Experience is precious. Let’s investigate it!  We explored curiosity in Part One.  Why is it so important in shadow work? Curiosity occurs in freedom… freedom meaning here a space uncluttered by assumptions, judgments, suppositions and filled with a dynamic desire to learn, to know.   When we are truly curious, rather than compelled by some formulaic methodology, we allow our intuition into the room.  And, when we aren’t curious, a compelling question to ask  ourselves is, “What  shadow element am I supporting by keeping this door shut?” What we avoid being curious about is a powerful clue to some element of our shadow.

In our families, we learned that being curious about certain subjects was taboo. Yet certain topics brought not only recognition but rewards. The messages about the subjects to avoid were often further complicated by indirect signals (like facial expressions, shallow breathing or changing the topic). Bypassing our own verbal markers, we “metabolized” these messages without actually deconstructing them. They became shadowy, but strongly informed future patterns in us.

Some families disallowed the sad emotions – grief, despair, disappointment, for example,  weren’t accepted. In others, topics like money, mental health or sex were taboo.

Here’s a useful exploration.Where we were free to be curious, around what topics and where we we restricted? What arises ( sensations, emotions and ideas) when we touch into those unacceptable subjects, the ones that we were discouraged from pursuing. Observing ourselves as we explore our curiosity helps identify areas where we have dark shadows.

The next step, after identifying these areas is to see what strategies you employ in keeping parts of yourself hidden. Try this self-observation ( SO).

As you do this SO, try to get closer and closer to the experience of each moment of Presence and note more and more exactly what the experience is like emotionally and somatically (contractions, heat, numbness, energy, breathing, pulsing, heaviness, lightness – whatever).

Then, each day for ONE WEEK ONLY, YET IN DETAIL, take a few moments to note how these showed up in you: Be specific. Be rigorous.

Fear: (projection about the future)

Attachment: (inability to let go of a thought, idea, thing that doesn’t serve you)

Control: (choice that keeps you in the manager’s seat)

Entitlement: (a sense that something – space, action, response is owed you)

Manipulation: (indirect behavior involving an other to get something you want)

Anxiety: (projection onto the present based on the past)

What am I discovering about myself? What patterns emerge?
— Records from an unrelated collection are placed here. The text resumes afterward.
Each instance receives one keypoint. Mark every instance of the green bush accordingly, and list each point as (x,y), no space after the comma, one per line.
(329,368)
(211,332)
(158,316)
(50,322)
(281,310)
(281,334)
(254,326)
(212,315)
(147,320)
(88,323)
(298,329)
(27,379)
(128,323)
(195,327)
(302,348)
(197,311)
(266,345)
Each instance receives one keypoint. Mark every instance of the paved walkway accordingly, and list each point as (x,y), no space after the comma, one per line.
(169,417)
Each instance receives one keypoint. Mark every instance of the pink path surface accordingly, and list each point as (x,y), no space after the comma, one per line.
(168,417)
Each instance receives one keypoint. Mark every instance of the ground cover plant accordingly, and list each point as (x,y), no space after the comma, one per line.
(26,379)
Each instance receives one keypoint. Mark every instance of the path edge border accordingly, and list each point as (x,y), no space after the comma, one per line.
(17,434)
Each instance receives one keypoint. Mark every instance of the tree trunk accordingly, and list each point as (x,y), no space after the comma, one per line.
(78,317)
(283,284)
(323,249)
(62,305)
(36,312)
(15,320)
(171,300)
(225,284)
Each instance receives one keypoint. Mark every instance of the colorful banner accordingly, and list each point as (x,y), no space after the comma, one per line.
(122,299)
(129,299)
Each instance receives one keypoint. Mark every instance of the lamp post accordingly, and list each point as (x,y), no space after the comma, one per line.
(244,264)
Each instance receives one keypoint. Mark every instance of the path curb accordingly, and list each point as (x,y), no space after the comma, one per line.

What new questions do I have?

Practice

As the pattern surfaces, name it  gently and welcome it. Then exaggerate the emotional and physical sensations that arise with the thoughts (like turning up the brightness knob on the TV). Stay with the discomfort.  Check it out fully – what texture does it take, what color, what scent, what size, what taste. Staying with the experience offers up fresh insights… what the intelligence of this experience ( protection, avoidance, distraction for example). Once this pattern served a younger, less resourceful me. Does it serve me now? If not, I invite it to loosen (and eventually to leave) its grip.

By shining the light of awareness on our pattern,  we use less energy to keep the pattern in place and the place dark. We free some of our energy for other parts of living for our creativity and we take back our power.